Confused on claim in CLRS randomly built binary search tree proof
Not sure if I should put this on开发者_运维知识库 math stackexchange instead, but oh well.
On page 300 of CLRS...
Theorem 12.4
The expected height of a randomly built binary search tree on n distinct keys is O(lgn).
They define 3 random variables...
'Xn' is the height of a randomly built binary search on n keys.
'Yn' is the "exponential height", where Yn = 2^(Xn)
'Rn' is the position that the root key would occupy if the key's were sorted, its rank.
And indicator random variables Zn,1 Zn,2 Zn,3 ... Zn,n
...
'Zn,i = I{Rn = i}'
So they go on to make the proof (see the text), but in the midst of it they make the following claim...
We claim that the indicator random variable Zn,i = I{Rn = i} is independent of the
values of Yi-1 and Yn-i. Having chosen Rn = i, the left subtree (whose exponential
height is Yi-1) is randomly built on the i-1 keys whose ranks are less than i. This
subtree is just like any other randomly built binary search tree on i-1 keys.

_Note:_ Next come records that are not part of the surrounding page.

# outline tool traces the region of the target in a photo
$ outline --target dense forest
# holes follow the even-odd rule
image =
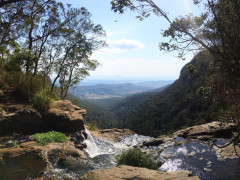
[[[128,97],[115,104],[110,112],[118,117],[121,127],[152,136],[217,120],[218,110],[212,100],[197,94],[208,78],[210,62],[211,56],[201,52],[182,69],[179,79],[163,91]],[[190,73],[191,66],[198,67],[198,72]]]

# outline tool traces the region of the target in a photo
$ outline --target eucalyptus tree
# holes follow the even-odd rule
[[[207,82],[199,87],[199,92],[218,103],[222,118],[227,121],[240,121],[240,0],[193,0],[202,4],[205,11],[194,16],[171,19],[153,0],[113,0],[114,12],[124,13],[126,9],[137,11],[140,20],[151,13],[164,18],[169,28],[162,35],[167,37],[160,42],[163,51],[178,51],[179,57],[186,53],[202,50],[212,56]],[[160,2],[159,2],[160,3]],[[189,66],[191,69],[192,66]],[[238,125],[240,131],[240,125]],[[234,138],[236,143],[239,136]]]
[[[59,85],[62,98],[99,65],[91,55],[104,45],[105,32],[93,24],[87,9],[55,0],[25,0],[3,6],[0,13],[0,40],[6,42],[1,48],[8,49],[30,81],[51,77],[51,91]]]

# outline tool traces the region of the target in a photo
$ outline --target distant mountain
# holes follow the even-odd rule
[[[173,80],[168,80],[168,81],[144,81],[140,83],[134,83],[135,86],[147,86],[151,87],[152,89],[155,88],[161,88],[163,86],[166,86],[168,84],[172,84],[174,81]]]
[[[79,99],[71,94],[68,94],[66,99],[72,101],[73,104],[87,110],[87,115],[84,118],[86,122],[95,122],[100,129],[117,127],[117,118],[106,109],[96,104]]]
[[[205,81],[210,58],[199,53],[190,62],[199,69],[196,74],[181,70],[178,80],[161,92],[142,93],[123,99],[110,109],[121,127],[151,136],[171,133],[186,126],[202,124],[217,117],[210,100],[196,95]]]
[[[141,83],[97,84],[76,86],[72,94],[81,99],[107,99],[126,97],[139,92],[160,88],[173,81],[150,81]]]

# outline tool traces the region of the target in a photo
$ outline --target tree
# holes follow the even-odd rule
[[[3,7],[4,5],[20,2],[20,1],[24,1],[24,0],[0,0],[0,8]]]
[[[99,65],[90,57],[104,45],[105,32],[101,25],[92,23],[85,8],[33,0],[6,4],[0,13],[0,49],[5,59],[1,62],[6,66],[11,61],[8,57],[15,53],[12,59],[26,80],[40,76],[44,86],[51,77],[51,91],[60,86],[64,98],[70,87]]]
[[[139,12],[141,20],[150,13],[163,17],[169,28],[163,32],[169,41],[160,42],[160,50],[178,51],[179,57],[189,51],[207,50],[213,62],[209,67],[208,81],[200,89],[218,104],[223,119],[238,124],[233,142],[238,143],[240,131],[240,0],[194,0],[204,4],[200,16],[189,14],[171,20],[152,0],[113,0],[112,10],[123,13],[127,8]]]

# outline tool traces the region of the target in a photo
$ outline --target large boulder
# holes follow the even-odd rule
[[[81,180],[159,180],[159,179],[178,179],[178,180],[197,180],[189,171],[160,172],[146,168],[131,167],[121,165],[112,169],[93,170],[80,177]]]
[[[44,129],[41,114],[24,104],[0,104],[0,135],[9,133],[34,133]]]
[[[120,142],[123,136],[133,135],[135,132],[129,129],[103,129],[99,131],[90,131],[92,135],[102,138],[107,138],[110,141]]]
[[[218,137],[231,137],[232,131],[236,129],[234,123],[211,122],[203,125],[189,127],[173,134],[173,137],[187,139],[211,140]]]
[[[54,107],[44,114],[44,121],[48,130],[61,132],[75,132],[84,130],[83,118],[86,110],[73,105],[68,100],[55,101]]]

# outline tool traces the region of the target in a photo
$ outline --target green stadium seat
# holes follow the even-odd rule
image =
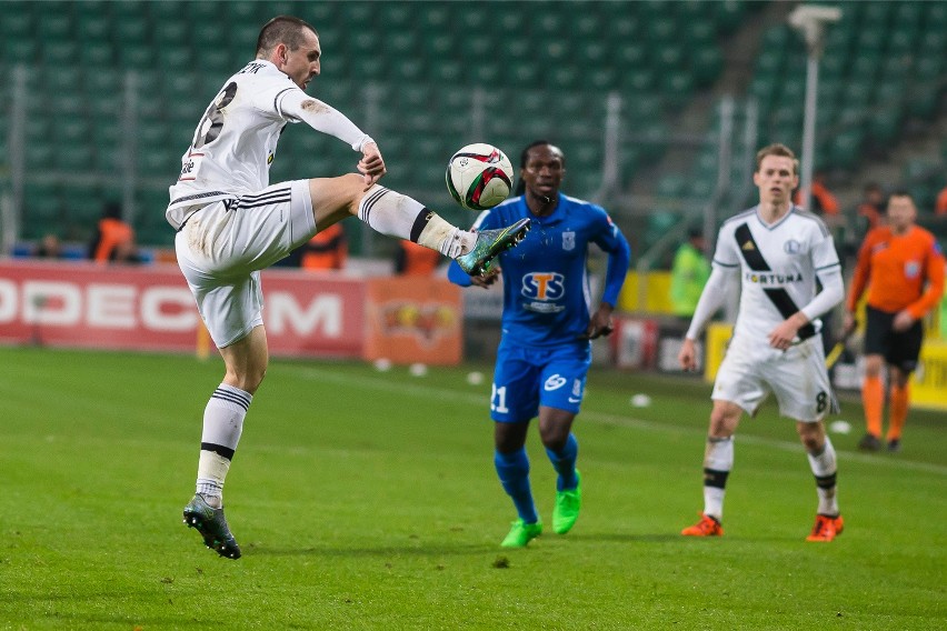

Other than the number of keys it contains, this subtree's structure is not affected
at all by the choice of Rn = i, and hence the random variables Yi-1 and Zn,i are
independent.
Likewise for Yn-i. My issue is that part, Other than the number of keys it contains... Yes, the structures of the subtrees are unaffected by Rn, but the fact that Rn affects the number of keys in the subtrees seems to imply a dependence due to how it limits the height of the subtrees.
I'm obviously missing some key relationship. Any help is appreciated, thanks.
For the expected time proof, you can think of every insertion to be an independent event. The inserter is not adversarial (i.e. doesn't try to break your binary tree). Now, if this is truly random, then you can consider every other (every odd or every even) value to be inserted as being inserted as a bad node. Bad nodes are ones that cause the tree to increase in height. Bad nodes have good nodes between them.
If you already have a tree of height 'h' (consider it has O(2^h) nodes), then it will have O(2^(h-1)) nodes as leaves (approximately half the total nodes are leaves). There is an equal probability of a new value going anywhere (i.e. as a child of any of those nodes). It is expected that half of them will become left child of a leaf (increasing the height of the leaf node by 1) and the other half will become the right child of that leaf. This gives an expected O(log n) height to the tree. Hence, every operation on such a tree costs O(log n).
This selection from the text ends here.